Inoltre, dubitiamo fortemente che i signori beccati sul fatto avessero segnalato la propria posizione come dovrebbe fare chiunque s’immerga di notte…
Insomma, la lista dei reati commessi è con ogni probabilità più lunga di quella della spesa che si fa al mercato del sabato per tutta la famiglia. Eppure nei media solo qualcuno – e prevalentemente sui commenti ospitati in fondo agli articoli – puntualizza che sarebbe ingiusto chiamare subacquei sportivi questi predoni del mare, che con i sub sportivi non c’entrano nulla e non vanno confusi, in quanto l’azione che compiono è in realtà puro, semplice e volgare bracconaggio a danno di specie (come la cernia) che tutta la letteratura scientifica ha dimostrato essere stata la più bersagliata e depauperata da questo genere di “pescatori”.
Si tratta in più di danneggiatori del patrimonio comune: ormai tutti sanno che una cernia, specie in zone di frequentazione naturalistica guidata, come nella prossimità delle Aree Marine Protette, vale molto più da viva che da morta.

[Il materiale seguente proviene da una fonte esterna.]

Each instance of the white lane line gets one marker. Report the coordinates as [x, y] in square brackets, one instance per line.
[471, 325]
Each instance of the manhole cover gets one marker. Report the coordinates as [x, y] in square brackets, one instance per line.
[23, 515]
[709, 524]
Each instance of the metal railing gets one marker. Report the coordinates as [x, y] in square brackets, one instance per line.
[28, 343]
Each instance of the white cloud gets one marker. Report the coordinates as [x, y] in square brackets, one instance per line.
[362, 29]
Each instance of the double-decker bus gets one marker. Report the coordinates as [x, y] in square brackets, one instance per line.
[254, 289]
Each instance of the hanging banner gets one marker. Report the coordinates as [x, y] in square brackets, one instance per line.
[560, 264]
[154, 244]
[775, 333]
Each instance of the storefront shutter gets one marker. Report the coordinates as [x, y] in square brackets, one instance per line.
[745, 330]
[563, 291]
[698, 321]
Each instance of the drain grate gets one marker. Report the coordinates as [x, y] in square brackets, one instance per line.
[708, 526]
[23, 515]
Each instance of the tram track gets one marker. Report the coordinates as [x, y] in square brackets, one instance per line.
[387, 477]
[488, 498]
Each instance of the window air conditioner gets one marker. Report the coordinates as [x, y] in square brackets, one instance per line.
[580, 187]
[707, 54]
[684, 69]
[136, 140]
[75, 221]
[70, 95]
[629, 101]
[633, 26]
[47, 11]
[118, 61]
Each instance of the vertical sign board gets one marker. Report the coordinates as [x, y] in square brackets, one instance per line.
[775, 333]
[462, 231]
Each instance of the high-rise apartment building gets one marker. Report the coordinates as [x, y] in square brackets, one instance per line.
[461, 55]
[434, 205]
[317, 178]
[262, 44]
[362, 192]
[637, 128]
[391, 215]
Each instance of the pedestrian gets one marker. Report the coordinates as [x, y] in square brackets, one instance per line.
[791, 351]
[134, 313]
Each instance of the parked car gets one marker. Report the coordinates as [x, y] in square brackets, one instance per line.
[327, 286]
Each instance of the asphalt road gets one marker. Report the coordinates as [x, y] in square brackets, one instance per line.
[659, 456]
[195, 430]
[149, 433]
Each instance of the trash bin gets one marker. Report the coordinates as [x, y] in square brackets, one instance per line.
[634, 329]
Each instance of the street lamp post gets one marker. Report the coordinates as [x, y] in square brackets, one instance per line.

Eppure si deve ancora leggere di episodi del genere in cui qualcuno tenta l’immediato e facile vantaggio (il proprio e quello solo di qualcun altro, in questo caso il ristorante complice di zona) a scapito di tutti, prelevando illecitamente dal loro habitat animali stupendi da fotografare e filmare, che impiegano anni per arrivare a dimensioni apprezzabili all’osservazione.

La cosa crea inoltre un danno d’immagine a chi s’immerge invece correttamente in apnea in orari consentiti praticando la pesca in apnea, appunto rinominata così già moltissimi anni fa proprio per sottolinearne la sostenibilità: il pescatore in apnea porta avanti la pesca più selettiva che si possa immaginare perché è l’unico in grado di stimare a vista la propria preda prima del tiro e decidere quindi se sia il caso di scoccarlo o meno in base a molti fattori, come stagionalità, dimensioni, specie, periodo riproduttivo ecc. Ma soprattutto pratica tutte le sue azioni senza poter respirare sott’acqua e spesso per questo rischia moltissimo, come ogni anno le cronache purtroppo testimoniano.
E allora ci chiediamo: se in montagna non si parla tanto di “cacciatori di frodo” quanto di “cacciatori” da un lato e “bracconieri” dall’altro e si appartiene o all’una o all’altra categoria, perché mai in mare è tanto difficile esprimere le cose così come stanno?
Nel caso in questione le notizie riportano del sequestro di tutta l’attrezzatura e di ammende di 3.000 euro a persona per i bracconieri, ma francamente ci sembrano ancora poca cosa al confronto del danno creato all’ambiente, alla collettività, ai subacquei veri e ai pescatori onesti. Anche l’aspetto dell’anonimato concesso al ristorante lascia perplessi: cos’è, per un problema di privacy? Ma perché non si può sapere tutti quale sia l’esercizio in questione (visto che l’illecito è stato accertato e sanzionato), così da poter essere messi in condizione di scegliere consapevolmente di boicottarlo come clienti andando a cena altrove?
Ci auguriamo venga un giorno in cui la stampa, anche quella locale, abbia il coraggio e le informazioni giuste per usare con chiarezza le parole che servono. Il bracconaggio è un gesto ignobile prima che illegale – anche sul mare! – e chi se ne rende protagonista o complice dovrebbe essere coperto di vergogna da tutti indistintamente, oltreché incriminato. Forse allora questo comincerà a valere anche più di qualsiasi ammenda o sequestro.